Lai also told the court that Simon Lee, a former Apple Daily columnist whom Lai described as his “mentee,” was handling his personal Twitter account because he did not know how to follow accounts or retweet. Twitter has since been rebranded as X.
Simon Lee had decided who Lai followed, including then-US president Donald Trump, edit the tweets that Lai wrote himself, and also added hashtags to the posts, the tycoon said.
Lai denied opening his Twitter account in May 2020 to “increase his own influence.”
“It will be hundreds of thousands of people following, and I think it’s easy to let them know what happens in Hong Kong,” Lai said. “I did not think about my own influence. I am not so presumptuous as a person.”
Separately, Kwan on Monday began to go through Apple Daily’s messaging records on workplace communication application Slack regarding 25 “lunchbox” meetings Lai had with senior staffers since October 2018.
Lai earlier said those meetings were intended for business development, but his staff member-turned-prosecution witnesses said Lai gave editorial direction to senior members of the newspaper during such occasions.
Kwan said the court would not find evidence of Lai giving editorial direction in the records but admitted the process could be “very tedious.”
A panel of three designated national security judges presiding over the trial asked both parties to find a way to shorten the process of examining Slack records, before they adjourned proceedings to Wednesday.

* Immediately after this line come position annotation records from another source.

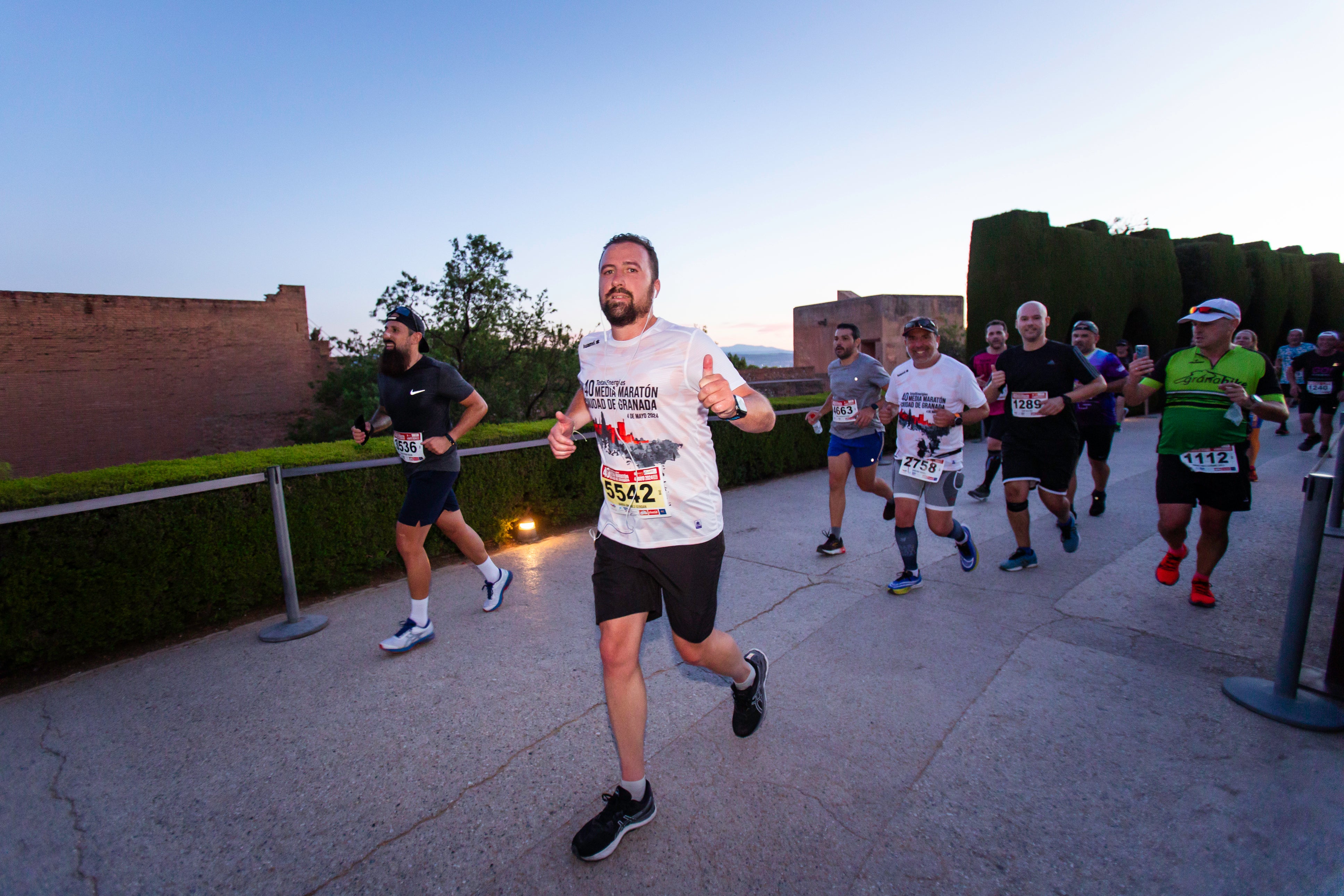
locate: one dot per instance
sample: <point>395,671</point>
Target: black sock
<point>908,542</point>
<point>992,463</point>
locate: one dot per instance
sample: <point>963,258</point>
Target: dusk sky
<point>773,152</point>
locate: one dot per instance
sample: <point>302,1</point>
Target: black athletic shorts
<point>1178,484</point>
<point>1050,464</point>
<point>1097,438</point>
<point>428,495</point>
<point>1311,403</point>
<point>686,577</point>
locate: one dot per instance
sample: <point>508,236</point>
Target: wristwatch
<point>741,410</point>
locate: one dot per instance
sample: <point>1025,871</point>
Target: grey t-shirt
<point>854,387</point>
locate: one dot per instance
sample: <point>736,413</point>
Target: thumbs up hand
<point>562,437</point>
<point>715,393</point>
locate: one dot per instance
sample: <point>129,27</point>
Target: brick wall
<point>97,381</point>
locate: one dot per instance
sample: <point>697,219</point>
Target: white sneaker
<point>495,592</point>
<point>408,637</point>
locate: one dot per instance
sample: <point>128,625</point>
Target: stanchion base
<point>1315,680</point>
<point>1305,711</point>
<point>291,630</point>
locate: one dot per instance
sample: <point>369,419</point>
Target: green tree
<point>503,340</point>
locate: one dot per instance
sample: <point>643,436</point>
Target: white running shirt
<point>917,394</point>
<point>659,474</point>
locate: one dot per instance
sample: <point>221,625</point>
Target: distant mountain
<point>763,355</point>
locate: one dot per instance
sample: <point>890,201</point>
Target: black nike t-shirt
<point>1035,377</point>
<point>420,403</point>
<point>1323,374</point>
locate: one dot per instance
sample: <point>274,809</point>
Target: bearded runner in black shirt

Beijing inserted national security legislation directly into Hong Kong’s mini-constitution in June 2020 following a year of pro-democracy protests and unrest. It criminalised subversion, secession, collusion with foreign forces and terrorist acts – broadly defined to include disruption to transport and other infrastructure. The move gave police sweeping new powers and led to hundreds of arrests amid new legal precedents, while dozens of civil society groups disappeared. The authorities say it restored stability and peace to the city, rejecting criticism from trade partners, the UN and NGOs.